- Next.js: A React framework for building the user interface.
- Clerk: User authentication and management.
- NestJS: A robust Node.js framework for building APIs.
- MongoDB: NoSQL database for storing data.
- BullMQ: Queue processing for handling video processing tasks.
- Gemini & ChatGPT: Generate video scripts from text input.
- AWS Polly: Convert text to speech (Text-to-Speech - TTS).
- ViettelAI: Generate Vietnamese voiceovers for better localization.
- Kling & Gemini: Generate and modify character outfits in videos.
- Amazon S3: Store generated videos and voice files.
- Proxy Rotation: Avoid API request limits when sending high-volume requests.

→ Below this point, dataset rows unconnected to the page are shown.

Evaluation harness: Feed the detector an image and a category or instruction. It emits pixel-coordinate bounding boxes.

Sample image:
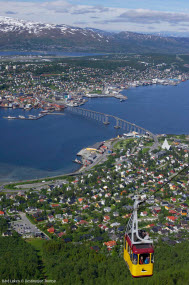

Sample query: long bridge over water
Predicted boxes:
[50,106,158,143]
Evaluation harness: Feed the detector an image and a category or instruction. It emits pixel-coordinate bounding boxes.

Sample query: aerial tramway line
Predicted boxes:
[124,165,189,277]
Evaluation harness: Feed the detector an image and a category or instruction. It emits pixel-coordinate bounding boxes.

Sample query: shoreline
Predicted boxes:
[0,133,189,185]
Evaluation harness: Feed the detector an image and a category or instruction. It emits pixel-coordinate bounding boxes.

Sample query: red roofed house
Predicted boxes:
[140,211,148,217]
[166,216,177,222]
[103,216,110,222]
[77,220,88,225]
[169,210,177,214]
[47,227,54,234]
[104,240,116,250]
[51,204,60,208]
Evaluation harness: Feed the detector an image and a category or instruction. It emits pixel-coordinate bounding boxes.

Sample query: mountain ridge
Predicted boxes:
[0,16,189,53]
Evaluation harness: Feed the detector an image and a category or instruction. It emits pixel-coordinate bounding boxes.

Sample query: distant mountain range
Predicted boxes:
[0,17,189,53]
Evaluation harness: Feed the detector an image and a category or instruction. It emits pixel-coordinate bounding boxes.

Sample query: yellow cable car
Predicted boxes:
[124,196,154,277]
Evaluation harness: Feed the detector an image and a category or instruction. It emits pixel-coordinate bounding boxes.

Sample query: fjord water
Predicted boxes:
[0,81,189,181]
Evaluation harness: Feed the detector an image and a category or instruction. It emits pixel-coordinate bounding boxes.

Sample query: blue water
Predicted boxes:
[0,81,189,181]
[0,51,104,57]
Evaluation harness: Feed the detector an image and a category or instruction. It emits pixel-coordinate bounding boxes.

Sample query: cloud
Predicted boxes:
[72,6,110,15]
[103,9,189,24]
[5,11,17,15]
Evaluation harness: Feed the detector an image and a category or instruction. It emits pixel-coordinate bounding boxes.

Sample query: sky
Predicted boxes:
[0,0,189,33]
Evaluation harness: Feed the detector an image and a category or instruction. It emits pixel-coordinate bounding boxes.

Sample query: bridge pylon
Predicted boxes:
[114,118,120,129]
[103,116,110,125]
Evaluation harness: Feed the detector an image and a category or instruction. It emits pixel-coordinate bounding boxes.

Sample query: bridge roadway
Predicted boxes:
[48,106,158,145]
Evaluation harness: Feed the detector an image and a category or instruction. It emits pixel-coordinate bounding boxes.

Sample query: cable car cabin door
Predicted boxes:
[124,238,153,277]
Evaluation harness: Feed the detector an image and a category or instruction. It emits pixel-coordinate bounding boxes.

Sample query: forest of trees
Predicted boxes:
[0,233,41,278]
[43,241,189,285]
[0,235,189,285]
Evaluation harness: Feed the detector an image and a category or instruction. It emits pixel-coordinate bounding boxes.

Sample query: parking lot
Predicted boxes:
[11,213,46,238]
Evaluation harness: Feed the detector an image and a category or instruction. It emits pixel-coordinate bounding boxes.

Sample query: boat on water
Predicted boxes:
[3,116,16,120]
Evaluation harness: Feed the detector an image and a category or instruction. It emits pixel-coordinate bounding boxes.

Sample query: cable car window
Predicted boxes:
[132,253,138,264]
[151,253,154,263]
[139,253,150,264]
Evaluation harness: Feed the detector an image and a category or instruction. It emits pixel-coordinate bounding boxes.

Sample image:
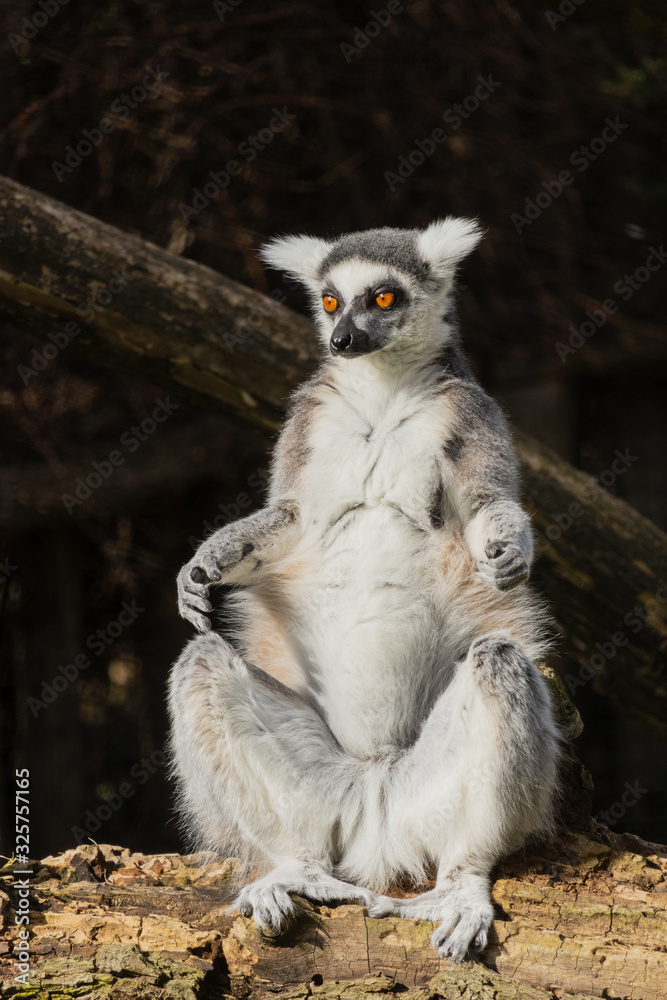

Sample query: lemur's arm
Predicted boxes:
[177,400,307,632]
[444,386,533,590]
[177,501,299,632]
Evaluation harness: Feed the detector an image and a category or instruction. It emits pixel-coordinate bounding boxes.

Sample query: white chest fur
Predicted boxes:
[276,372,460,755]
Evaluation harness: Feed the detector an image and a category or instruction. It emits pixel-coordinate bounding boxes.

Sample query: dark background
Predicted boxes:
[0,0,667,856]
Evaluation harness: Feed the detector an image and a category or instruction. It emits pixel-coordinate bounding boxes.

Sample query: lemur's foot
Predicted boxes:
[232,863,375,936]
[477,541,530,590]
[368,875,493,962]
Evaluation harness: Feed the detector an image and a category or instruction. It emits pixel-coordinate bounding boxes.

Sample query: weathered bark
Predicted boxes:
[0,831,667,1000]
[0,178,667,734]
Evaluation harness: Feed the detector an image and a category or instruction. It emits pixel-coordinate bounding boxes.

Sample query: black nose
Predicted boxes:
[331,330,352,354]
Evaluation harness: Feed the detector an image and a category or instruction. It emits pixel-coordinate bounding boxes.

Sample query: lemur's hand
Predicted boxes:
[477,540,530,590]
[177,531,254,632]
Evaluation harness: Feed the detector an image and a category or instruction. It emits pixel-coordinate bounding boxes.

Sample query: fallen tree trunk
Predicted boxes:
[0,170,667,735]
[0,831,667,1000]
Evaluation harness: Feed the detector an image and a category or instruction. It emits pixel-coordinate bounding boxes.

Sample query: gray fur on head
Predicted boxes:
[260,215,483,292]
[169,218,559,961]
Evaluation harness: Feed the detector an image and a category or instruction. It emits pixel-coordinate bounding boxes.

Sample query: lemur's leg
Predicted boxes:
[370,632,559,961]
[169,633,375,933]
[177,501,299,632]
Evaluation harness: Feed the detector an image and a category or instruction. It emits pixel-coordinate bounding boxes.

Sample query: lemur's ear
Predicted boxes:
[259,236,331,281]
[417,215,484,278]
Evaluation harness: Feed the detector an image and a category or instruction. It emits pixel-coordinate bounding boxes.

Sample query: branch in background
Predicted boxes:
[0,178,667,734]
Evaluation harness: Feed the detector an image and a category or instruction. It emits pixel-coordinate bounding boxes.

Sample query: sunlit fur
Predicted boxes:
[170,219,558,960]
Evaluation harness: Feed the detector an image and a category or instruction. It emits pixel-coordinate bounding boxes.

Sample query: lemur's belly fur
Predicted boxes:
[235,390,536,757]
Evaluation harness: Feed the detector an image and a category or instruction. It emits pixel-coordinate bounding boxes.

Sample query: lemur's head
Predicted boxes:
[260,216,482,358]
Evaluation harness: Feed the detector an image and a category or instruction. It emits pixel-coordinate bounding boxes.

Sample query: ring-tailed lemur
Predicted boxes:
[170,218,559,960]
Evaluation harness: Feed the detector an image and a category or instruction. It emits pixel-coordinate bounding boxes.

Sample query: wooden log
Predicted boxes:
[0,178,667,735]
[0,830,667,1000]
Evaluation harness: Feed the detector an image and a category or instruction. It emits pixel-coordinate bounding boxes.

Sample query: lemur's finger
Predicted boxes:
[178,604,211,632]
[190,555,220,584]
[185,594,213,611]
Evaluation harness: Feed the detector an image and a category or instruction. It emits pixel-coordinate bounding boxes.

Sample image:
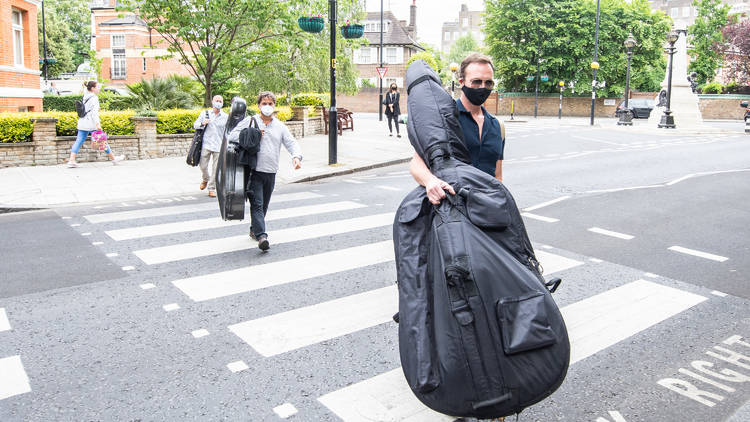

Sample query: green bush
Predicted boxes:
[0,113,34,143]
[702,82,724,94]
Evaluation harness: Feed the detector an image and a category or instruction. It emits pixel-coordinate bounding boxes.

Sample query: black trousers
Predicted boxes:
[245,171,276,238]
[386,114,398,133]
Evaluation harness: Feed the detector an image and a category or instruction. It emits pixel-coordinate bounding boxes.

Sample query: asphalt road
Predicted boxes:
[0,121,750,422]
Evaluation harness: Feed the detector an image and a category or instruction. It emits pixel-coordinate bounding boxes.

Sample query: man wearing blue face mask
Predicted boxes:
[409,53,505,204]
[193,95,229,198]
[228,91,302,251]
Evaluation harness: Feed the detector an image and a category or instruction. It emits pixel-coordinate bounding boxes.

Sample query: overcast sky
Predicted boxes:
[365,0,484,50]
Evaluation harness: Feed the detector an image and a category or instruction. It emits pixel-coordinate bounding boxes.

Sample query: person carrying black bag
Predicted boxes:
[383,83,401,138]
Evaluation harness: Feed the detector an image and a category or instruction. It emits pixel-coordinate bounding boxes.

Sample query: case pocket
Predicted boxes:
[497,292,557,355]
[462,189,510,230]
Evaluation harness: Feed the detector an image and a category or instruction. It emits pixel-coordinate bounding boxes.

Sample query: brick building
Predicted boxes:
[353,0,424,88]
[440,4,484,54]
[91,0,190,86]
[0,0,42,111]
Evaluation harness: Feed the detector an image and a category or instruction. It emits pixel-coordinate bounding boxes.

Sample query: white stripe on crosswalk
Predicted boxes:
[229,252,583,356]
[318,280,706,422]
[84,192,323,224]
[0,308,10,332]
[172,240,394,302]
[229,286,398,357]
[105,201,365,241]
[0,355,31,400]
[134,213,395,265]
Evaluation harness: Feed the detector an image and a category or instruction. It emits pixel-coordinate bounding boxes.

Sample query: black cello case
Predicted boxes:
[393,60,570,419]
[216,97,247,220]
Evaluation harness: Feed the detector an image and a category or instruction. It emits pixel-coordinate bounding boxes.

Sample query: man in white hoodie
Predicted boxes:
[228,91,302,251]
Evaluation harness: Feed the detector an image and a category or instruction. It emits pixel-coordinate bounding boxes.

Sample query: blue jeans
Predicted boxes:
[70,129,112,154]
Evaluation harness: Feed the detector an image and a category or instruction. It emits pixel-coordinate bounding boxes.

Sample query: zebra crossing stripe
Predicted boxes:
[104,201,365,241]
[172,240,394,302]
[0,355,31,400]
[0,308,10,332]
[318,280,706,422]
[83,192,323,224]
[229,252,583,357]
[134,213,395,265]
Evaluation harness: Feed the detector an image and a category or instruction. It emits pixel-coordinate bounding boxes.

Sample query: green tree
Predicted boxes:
[688,0,731,85]
[485,0,671,96]
[37,8,77,79]
[448,34,480,64]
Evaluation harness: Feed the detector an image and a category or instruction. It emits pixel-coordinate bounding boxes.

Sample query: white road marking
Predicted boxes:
[667,246,729,262]
[229,286,398,357]
[229,251,583,357]
[84,192,322,224]
[172,240,394,302]
[190,328,210,338]
[0,308,11,332]
[523,195,570,212]
[134,213,395,265]
[227,360,250,373]
[0,355,31,400]
[588,227,635,240]
[105,201,365,241]
[273,403,297,419]
[318,280,706,422]
[521,212,560,223]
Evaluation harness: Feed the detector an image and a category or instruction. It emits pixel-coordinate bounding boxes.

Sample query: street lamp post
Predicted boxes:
[617,32,636,126]
[659,29,680,129]
[448,62,458,100]
[328,0,340,165]
[591,0,599,126]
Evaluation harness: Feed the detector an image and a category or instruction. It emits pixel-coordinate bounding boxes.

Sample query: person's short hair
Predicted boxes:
[458,53,495,79]
[258,91,276,105]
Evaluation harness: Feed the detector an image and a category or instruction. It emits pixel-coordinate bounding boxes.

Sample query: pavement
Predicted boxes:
[0,113,744,211]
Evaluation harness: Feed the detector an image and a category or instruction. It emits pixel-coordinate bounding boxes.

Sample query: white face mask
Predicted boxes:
[260,104,273,117]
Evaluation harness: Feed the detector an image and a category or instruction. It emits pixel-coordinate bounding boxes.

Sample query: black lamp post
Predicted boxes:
[617,32,636,126]
[659,29,680,129]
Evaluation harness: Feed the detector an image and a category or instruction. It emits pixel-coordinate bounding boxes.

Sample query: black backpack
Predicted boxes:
[76,97,91,117]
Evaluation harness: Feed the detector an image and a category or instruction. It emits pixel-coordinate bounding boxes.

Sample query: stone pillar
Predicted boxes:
[129,116,159,160]
[31,118,57,165]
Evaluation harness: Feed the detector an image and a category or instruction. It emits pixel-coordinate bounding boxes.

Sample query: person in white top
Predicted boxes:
[68,81,125,168]
[193,95,229,198]
[227,91,302,251]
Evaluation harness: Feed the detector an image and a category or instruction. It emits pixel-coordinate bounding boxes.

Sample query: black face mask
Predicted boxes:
[461,85,492,106]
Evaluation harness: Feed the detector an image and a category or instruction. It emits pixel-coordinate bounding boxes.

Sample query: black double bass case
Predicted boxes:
[393,60,570,419]
[216,97,247,220]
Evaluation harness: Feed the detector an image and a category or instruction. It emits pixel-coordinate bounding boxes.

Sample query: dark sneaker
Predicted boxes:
[258,236,271,251]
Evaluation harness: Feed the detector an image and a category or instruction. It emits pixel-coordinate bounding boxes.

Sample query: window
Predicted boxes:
[11,10,23,66]
[385,47,399,63]
[112,50,126,79]
[112,34,125,48]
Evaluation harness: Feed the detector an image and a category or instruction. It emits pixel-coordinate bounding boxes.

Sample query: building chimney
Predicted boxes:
[409,0,417,39]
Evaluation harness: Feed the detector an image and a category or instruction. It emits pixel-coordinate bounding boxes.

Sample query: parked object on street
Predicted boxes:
[615,98,654,119]
[216,97,247,220]
[393,60,570,419]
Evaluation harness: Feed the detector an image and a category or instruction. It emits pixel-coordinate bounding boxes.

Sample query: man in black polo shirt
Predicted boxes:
[409,53,505,204]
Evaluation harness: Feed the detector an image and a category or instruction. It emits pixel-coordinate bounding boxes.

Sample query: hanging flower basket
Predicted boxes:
[341,24,365,39]
[297,16,325,34]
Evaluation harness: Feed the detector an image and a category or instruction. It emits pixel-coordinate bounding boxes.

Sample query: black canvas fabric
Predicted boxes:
[393,60,570,419]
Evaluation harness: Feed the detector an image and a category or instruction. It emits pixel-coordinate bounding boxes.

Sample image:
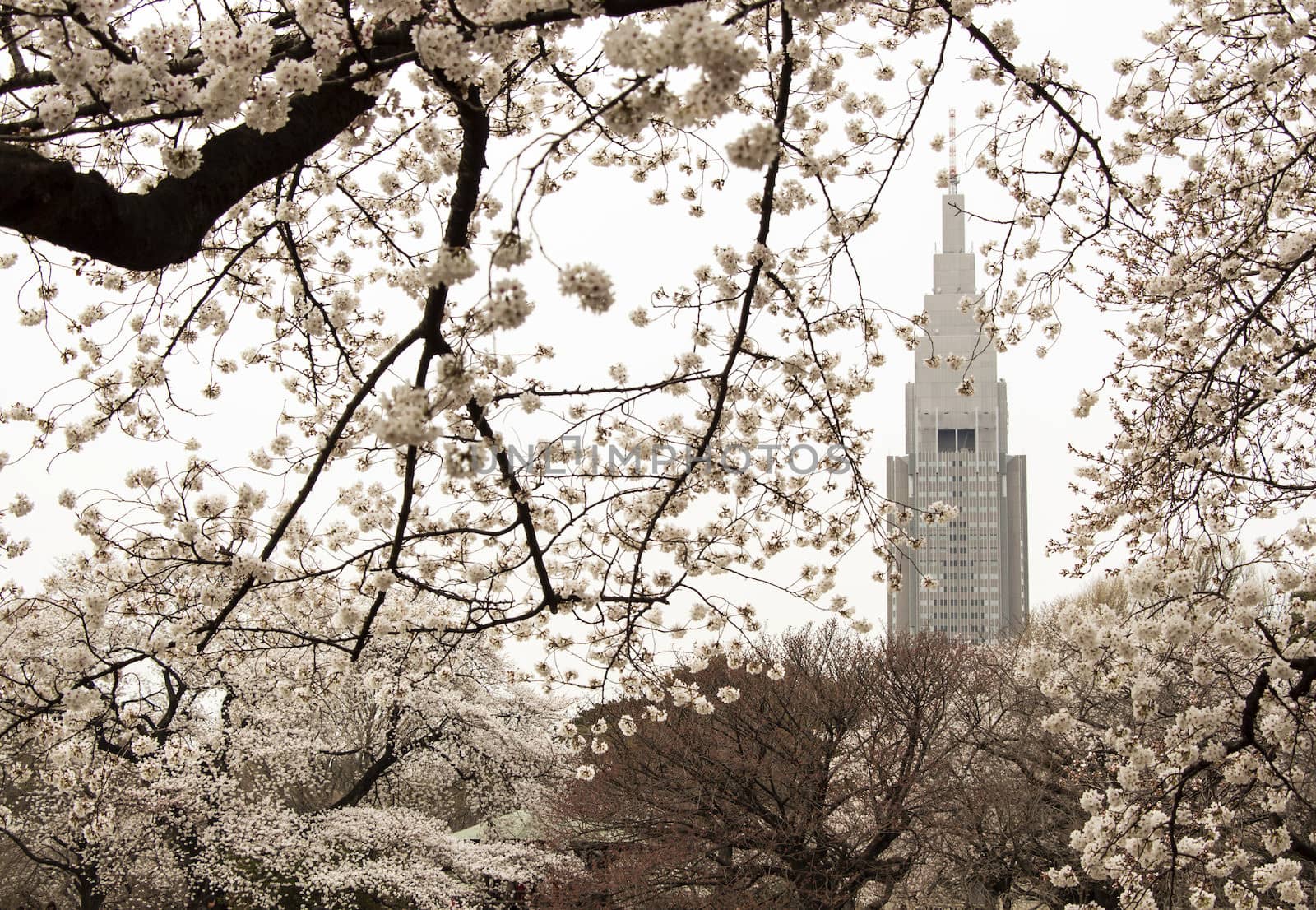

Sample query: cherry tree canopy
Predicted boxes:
[0,0,1316,906]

This project enables users to generate AI-powered videos from text input by utilizing advanced AI models for script generation, voice synthesis, and character rendering. The generated videos are then stored in Amazon S3 and provided as shareable URLs.
- User Input: Users enter a text description or script.
- Script Generation: AI (Gemini/ChatGPT) processes the input and generates a script.
- Voice Synthesis: AWS Polly converts the script into a natural-sounding voice.
- Character & Outfit Customization: Kling & Gemini generate AI-powered characters with custom outfits.
- Video Processing: The generated voice and characters are combined into a video.